Your M211 has an in-tank electric fuel pump (if stock), but for others who own HMVs with mechanical pumps, eliminate that possibility by putting your stethoscope on the pump while the engine is running to see if it’s making the noise. Try to track down the noise with the stethoscope tip (or the end of your low-budget hose) held firmly to various places on the engine. Spend a full 10 minutes putting the hose all over the engine, not just where the sound is loudest. Try to envision the parts moving inside the engine. You want to train your ear, so don’t get in a hurry — except to be sure that the engine doesn’t overheat.

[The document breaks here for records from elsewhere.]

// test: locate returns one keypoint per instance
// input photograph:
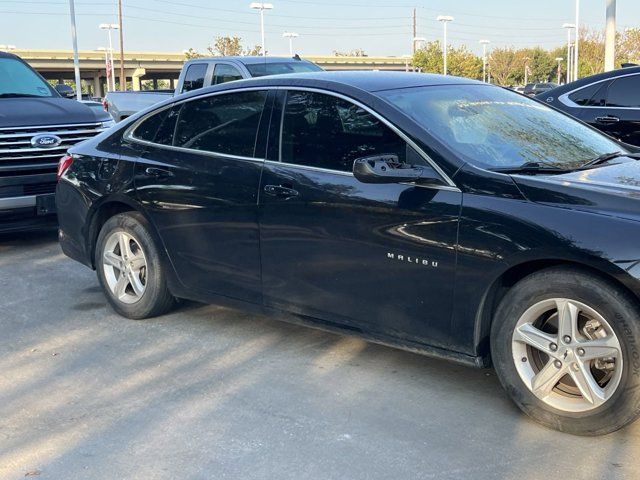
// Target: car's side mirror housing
(389, 169)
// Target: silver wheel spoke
(589, 388)
(535, 338)
(567, 319)
(547, 378)
(113, 260)
(600, 348)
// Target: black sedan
(608, 101)
(435, 214)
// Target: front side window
(494, 128)
(323, 131)
(224, 73)
(194, 77)
(624, 92)
(226, 123)
(18, 80)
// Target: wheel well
(509, 278)
(104, 213)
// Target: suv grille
(19, 157)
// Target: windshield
(262, 69)
(494, 128)
(17, 79)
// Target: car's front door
(379, 257)
(199, 181)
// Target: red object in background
(63, 164)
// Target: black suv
(37, 126)
(609, 101)
(436, 214)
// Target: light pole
(109, 27)
(74, 39)
(575, 48)
(559, 60)
(290, 36)
(444, 19)
(610, 37)
(262, 6)
(569, 27)
(484, 44)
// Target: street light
(109, 27)
(559, 60)
(484, 44)
(569, 27)
(445, 19)
(290, 36)
(262, 6)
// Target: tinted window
(194, 77)
(591, 95)
(262, 69)
(225, 123)
(494, 127)
(225, 73)
(18, 79)
(624, 92)
(324, 131)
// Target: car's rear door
(376, 257)
(199, 182)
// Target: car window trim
(379, 117)
(128, 134)
(564, 98)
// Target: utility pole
(123, 79)
(74, 39)
(415, 32)
(610, 37)
(575, 49)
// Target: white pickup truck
(203, 72)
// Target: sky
(379, 27)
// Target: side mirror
(65, 90)
(387, 169)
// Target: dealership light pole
(444, 19)
(484, 44)
(74, 39)
(262, 6)
(610, 37)
(108, 27)
(290, 36)
(575, 48)
(569, 27)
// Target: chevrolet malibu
(435, 214)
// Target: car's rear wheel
(565, 346)
(130, 269)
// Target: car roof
(368, 81)
(569, 87)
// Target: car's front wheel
(565, 346)
(130, 269)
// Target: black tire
(620, 311)
(156, 299)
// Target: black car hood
(609, 190)
(31, 111)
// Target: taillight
(63, 164)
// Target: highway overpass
(146, 69)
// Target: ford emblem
(45, 141)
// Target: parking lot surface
(212, 393)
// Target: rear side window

A trained ear can tell you which piston is slapping or which rocker arm is clacking.

Rod knocks are usually loudest at rpm over 2,000. Feathering the gas pedal may produce a back-rattle between 2,000 and 3000 rpm. Bad rod knocks may double knock if enough rod bearing material has been worn away to let the piston touch the cylinder head in addition to the connecting rod bearing knocking on the crankshaft. If this is the case, there will be a hard metallic knock from the loose rod bearing with an alternating and more muffled aluminum knock from the piston hitting the cylinder head.

Finding out which cylinder has the noisy parts may be done by removing the spark plug wires at the plug end and grounding them one-by-one. Be sure to ground them or it produces a shock in the ignition coil. Be careful where you ground them or you could produce a shock in yourself. If the noise changes when a plug wire is shorted to ground, it’s usually safe to assume that the problem is in the lower-end parts of your engine: piston, wrist pin, connecting rod, or connecting rod bearing. The reason the sound changes is that when you short the cylinder plug wire, you are cutting out the combustion explosions that are slamming the piston downward and making the loose connecting rod bearing knock against the crankshaft journal. If the sound was a piston slap, no explosion in the cylinder affects how the piston is slammed sideways against the cylinder wall, so the sound will change or go away.

It is common in cases of rod-knock or piston slap that more than one piston pin or rod bearing is loose. If the sound doesn’t change when you ground the spark plug wires, then suspect parts other than lower-end. Valve train noises generally are loudest up to 1,500 rpm. Mechanical lifters are often noisy, while dirt contamination in a sludged-up engine is the usually the cause of hydraulic lifter noise. Low oil pressure also causes hydraulic lifter noise, but your M211 has mechanical lifters.


Q: I have been an off-roader for years with my mostly stock M715 cargo truck. I was out camping recently and saw my first Unimog. The vehicle was climbing a very steep slope. I have never seen any vehicle move that slowly under power! What kind of transfer cases do these vehicles have?

A: A Unimog doesn’t have a transfer case in the conventional sense. The gearing is all built into the transmission. I suspect the `Mog you saw had what is known as agricultural gearing. While capable of the same top speeds as any other `Mog, a unit with this type of gearing can move so slowly you have to watch a while to be sure it’s moving at all.”


Q: I have a 1963 Willys M676 with the Willys flathead six-cylinder engine. Is there any way to hook up a mechanical tachometer?
— Clyde B.

A: Just about anything is possible if one has the skills and determination (and usually money) to do it. Most mechanical tachometers on gasoline engines were driven off the distributor, which means you would have to locate a distributor with a tach-drive that will fit your Willys 226 engine. Mallory ignition used to make aftermarket distributors for many engines, and a tach-drive was often optional, so that’s one possibility. While I doubt that Mallory still makes distributors for your engine, you might find a used one by searching the web.

Those 226 engines were also used in marine and industrial applications. I saw one in a boat that had a tach-drive distributor, so I know they exist. A lot a folks don’t know that the parts of many older distributors will interchange, so if you’re good with tools you might be able to custom-build a tach-drive distributor.